Vulnerabilities Discovered in Cloud-Based Password Managers

Recent accusations from a group of Swiss and Italian security researchers challenge the advertised security of popular cloud-based password managers, namely Bitwarden, Dashlane, and LastPass. Their assertions expose significant vulnerabilities within the framework of “zero knowledge encryption,” claiming it does not offer the protections these companies purport.

This research team from ETH Zurich and USI Università della Svizzera italiana demonstrated that the claims made by these vendors regarding their password vault security significantly overstate the actual protective measures in place. They highlight the potential risks associated with malicious server threats, suggesting that even if hackers manage to gain server access, the security assurances are fundamentally compromised.

The concept of “zero knowledge encryption” is intended to prevent service providers from accessing user passwords. However, the researchers found that this term lacks a formal definition within the industry and functions more as a marketing tactic. The researchers indicated that attacks could potentially undermine user trust by accessing these encrypted vaults.

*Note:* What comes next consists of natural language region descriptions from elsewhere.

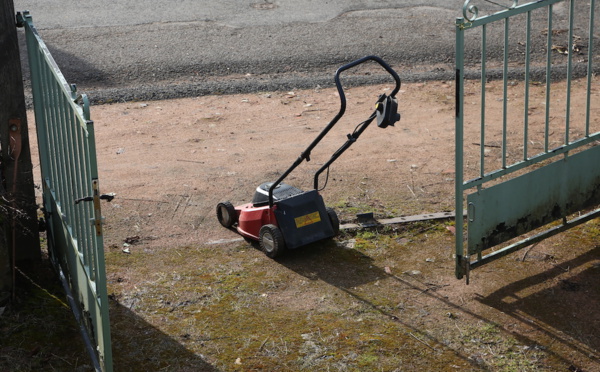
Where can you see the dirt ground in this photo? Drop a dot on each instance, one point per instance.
(187, 294)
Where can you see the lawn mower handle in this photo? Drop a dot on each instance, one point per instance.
(306, 153)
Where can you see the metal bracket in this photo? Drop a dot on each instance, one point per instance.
(98, 219)
(108, 197)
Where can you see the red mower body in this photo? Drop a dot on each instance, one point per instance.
(251, 219)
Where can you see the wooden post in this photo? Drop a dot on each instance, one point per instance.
(18, 210)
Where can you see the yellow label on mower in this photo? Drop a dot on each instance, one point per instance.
(307, 219)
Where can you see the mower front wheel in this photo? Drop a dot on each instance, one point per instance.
(271, 241)
(226, 214)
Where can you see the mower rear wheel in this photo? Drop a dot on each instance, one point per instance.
(271, 241)
(335, 221)
(226, 214)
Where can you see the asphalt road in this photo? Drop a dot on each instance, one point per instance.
(145, 49)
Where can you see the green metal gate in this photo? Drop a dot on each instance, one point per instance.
(529, 189)
(71, 196)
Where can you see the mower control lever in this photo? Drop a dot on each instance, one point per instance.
(387, 111)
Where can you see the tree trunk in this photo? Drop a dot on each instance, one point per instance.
(19, 210)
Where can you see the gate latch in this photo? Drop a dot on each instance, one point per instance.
(108, 197)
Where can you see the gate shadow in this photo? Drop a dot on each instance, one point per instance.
(139, 346)
(564, 310)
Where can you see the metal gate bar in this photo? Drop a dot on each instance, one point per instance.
(70, 181)
(470, 21)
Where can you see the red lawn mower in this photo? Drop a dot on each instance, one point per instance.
(283, 217)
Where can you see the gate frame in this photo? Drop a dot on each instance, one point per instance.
(470, 20)
(69, 171)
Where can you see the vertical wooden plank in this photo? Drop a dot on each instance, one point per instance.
(16, 171)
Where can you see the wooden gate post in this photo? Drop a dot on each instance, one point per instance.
(18, 210)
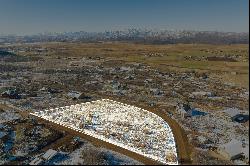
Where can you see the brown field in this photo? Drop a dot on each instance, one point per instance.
(172, 57)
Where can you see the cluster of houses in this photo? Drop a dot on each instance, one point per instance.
(121, 124)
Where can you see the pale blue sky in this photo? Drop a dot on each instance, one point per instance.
(35, 16)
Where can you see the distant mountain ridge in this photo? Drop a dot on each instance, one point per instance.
(136, 35)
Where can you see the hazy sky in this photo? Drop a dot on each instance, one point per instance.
(35, 16)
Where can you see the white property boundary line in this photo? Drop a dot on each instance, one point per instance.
(101, 137)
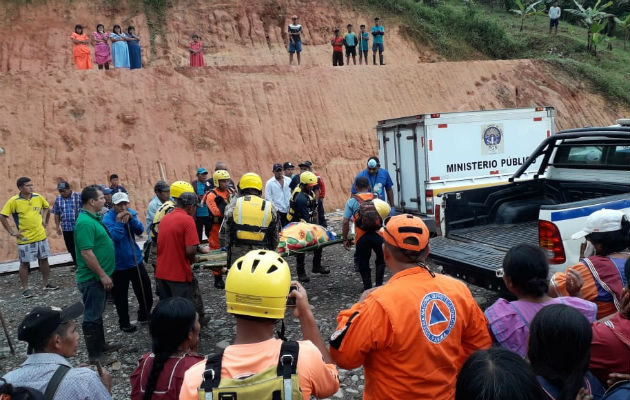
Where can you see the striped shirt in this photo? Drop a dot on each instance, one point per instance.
(68, 210)
(78, 384)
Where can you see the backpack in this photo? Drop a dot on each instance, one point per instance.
(10, 392)
(367, 218)
(278, 382)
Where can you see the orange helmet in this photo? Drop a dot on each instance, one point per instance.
(406, 231)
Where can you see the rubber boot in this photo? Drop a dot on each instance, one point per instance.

Historically, password managers have been endorsed as a solution for online security, enabling users to create complex, unique passwords for various platforms. Yet, the researchers noted that the sensitive information relentlessly stored within these password managers makes them attractive targets for determined cybercriminals capable of executing sophisticated attacks.

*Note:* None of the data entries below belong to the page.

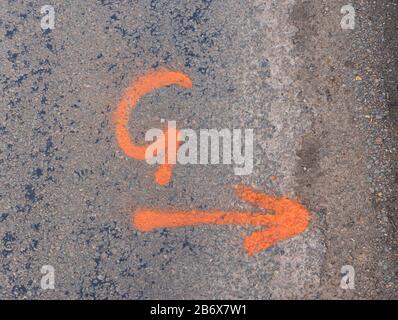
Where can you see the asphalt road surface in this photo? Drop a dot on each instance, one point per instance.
(321, 100)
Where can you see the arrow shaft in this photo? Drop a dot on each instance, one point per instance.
(148, 220)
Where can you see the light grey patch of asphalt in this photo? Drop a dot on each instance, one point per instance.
(284, 69)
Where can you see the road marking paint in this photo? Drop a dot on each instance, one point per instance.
(288, 219)
(142, 86)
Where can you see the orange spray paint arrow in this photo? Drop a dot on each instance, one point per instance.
(142, 86)
(288, 219)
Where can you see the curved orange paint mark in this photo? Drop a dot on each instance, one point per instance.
(142, 86)
(289, 219)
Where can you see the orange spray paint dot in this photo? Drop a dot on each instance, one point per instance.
(287, 219)
(142, 86)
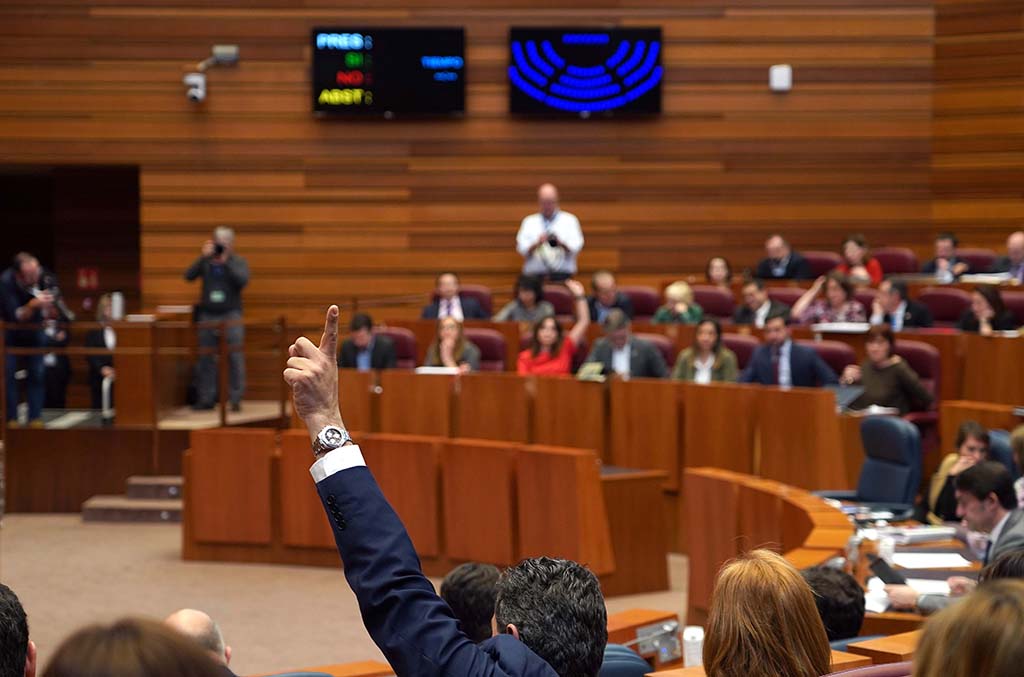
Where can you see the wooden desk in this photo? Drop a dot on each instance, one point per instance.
(840, 661)
(800, 438)
(645, 426)
(494, 406)
(570, 413)
(415, 404)
(991, 369)
(894, 648)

By utilizing a “malicious server threat model,” the team identified twelve distinct attacks against Bitwarden, seven against LastPass, and six against Dashlane. Each attack demonstrated the potential for compromising user passwords, which fundamentally contradicts the core promise of these password management services: secure password storage.

The findings categorize the vulnerabilities into four critical areas: weaknesses in key escrow features related to single sign-on and account recovery, breaches of vault integrity, inadequacies in sharing functionalities, and the exploitation of backward compatibility features. Such insights invite deeper scrutiny into the prevailing security measures employed by these services.

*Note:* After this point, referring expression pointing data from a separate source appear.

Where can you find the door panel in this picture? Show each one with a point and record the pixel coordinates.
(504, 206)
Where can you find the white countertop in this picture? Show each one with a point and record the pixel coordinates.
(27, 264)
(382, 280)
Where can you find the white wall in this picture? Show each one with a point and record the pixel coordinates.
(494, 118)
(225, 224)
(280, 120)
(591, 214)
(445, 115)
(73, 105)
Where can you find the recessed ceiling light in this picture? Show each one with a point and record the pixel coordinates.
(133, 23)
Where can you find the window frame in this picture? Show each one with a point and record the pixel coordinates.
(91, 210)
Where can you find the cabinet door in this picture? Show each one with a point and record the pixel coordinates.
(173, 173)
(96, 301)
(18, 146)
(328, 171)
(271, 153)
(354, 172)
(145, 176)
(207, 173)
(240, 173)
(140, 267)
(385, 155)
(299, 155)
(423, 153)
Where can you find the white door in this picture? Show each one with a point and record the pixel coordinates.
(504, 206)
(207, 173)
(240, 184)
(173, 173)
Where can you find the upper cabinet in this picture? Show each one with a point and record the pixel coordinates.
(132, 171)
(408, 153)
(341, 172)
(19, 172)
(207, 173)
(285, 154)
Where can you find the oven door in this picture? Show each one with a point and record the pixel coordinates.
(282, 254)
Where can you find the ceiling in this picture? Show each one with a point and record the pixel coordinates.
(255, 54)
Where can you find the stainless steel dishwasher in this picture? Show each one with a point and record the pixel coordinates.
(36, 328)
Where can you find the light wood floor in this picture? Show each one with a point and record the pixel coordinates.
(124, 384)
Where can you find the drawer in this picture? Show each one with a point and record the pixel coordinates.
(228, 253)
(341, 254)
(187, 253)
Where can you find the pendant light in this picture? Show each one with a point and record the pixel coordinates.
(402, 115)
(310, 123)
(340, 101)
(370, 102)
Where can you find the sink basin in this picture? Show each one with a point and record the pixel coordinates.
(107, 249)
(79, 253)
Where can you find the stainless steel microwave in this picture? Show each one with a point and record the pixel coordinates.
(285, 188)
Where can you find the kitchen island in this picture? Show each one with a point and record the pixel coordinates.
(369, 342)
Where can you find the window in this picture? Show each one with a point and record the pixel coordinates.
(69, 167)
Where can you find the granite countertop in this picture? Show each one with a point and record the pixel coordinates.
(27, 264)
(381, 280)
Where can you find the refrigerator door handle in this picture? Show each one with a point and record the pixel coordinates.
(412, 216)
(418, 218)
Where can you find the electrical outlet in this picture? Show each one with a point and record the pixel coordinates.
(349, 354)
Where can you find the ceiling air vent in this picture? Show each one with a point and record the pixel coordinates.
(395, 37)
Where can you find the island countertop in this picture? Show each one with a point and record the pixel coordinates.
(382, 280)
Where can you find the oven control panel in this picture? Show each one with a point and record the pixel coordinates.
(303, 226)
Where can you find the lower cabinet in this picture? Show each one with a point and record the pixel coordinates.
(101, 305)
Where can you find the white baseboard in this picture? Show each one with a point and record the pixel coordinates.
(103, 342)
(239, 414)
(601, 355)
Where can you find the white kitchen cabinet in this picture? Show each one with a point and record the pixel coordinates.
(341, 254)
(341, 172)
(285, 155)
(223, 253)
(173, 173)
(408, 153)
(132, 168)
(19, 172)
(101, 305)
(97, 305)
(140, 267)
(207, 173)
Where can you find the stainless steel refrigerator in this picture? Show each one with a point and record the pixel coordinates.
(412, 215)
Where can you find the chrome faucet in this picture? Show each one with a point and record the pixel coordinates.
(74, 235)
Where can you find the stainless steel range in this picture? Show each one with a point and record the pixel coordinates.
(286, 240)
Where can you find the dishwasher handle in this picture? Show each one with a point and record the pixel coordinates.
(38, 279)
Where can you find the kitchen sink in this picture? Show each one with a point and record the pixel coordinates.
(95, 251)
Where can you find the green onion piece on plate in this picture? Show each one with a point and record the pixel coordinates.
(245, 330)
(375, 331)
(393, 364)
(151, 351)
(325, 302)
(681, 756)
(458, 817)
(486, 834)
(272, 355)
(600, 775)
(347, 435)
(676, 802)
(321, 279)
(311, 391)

The researchers shared their findings with the vendors and set a public disclosure timeline, collaborating with them to develop potential fixes. Although all three companies expressed a commitment to address the discovered vulnerabilities, some were notably less responsive in implementing critical updates.

In light of these revelations, it is clear that organizations employing these cloud-based password managers should reassess their security posture, considering the potential adversary tactics from the MITRE ATT&CK framework—such as initial access and persistence—that could have been exploited during these attacks. The alarming outcomes of this research underline the need to enhance security measures and clarify product marketing representations, ensuring users can make fully informed choices about their online security.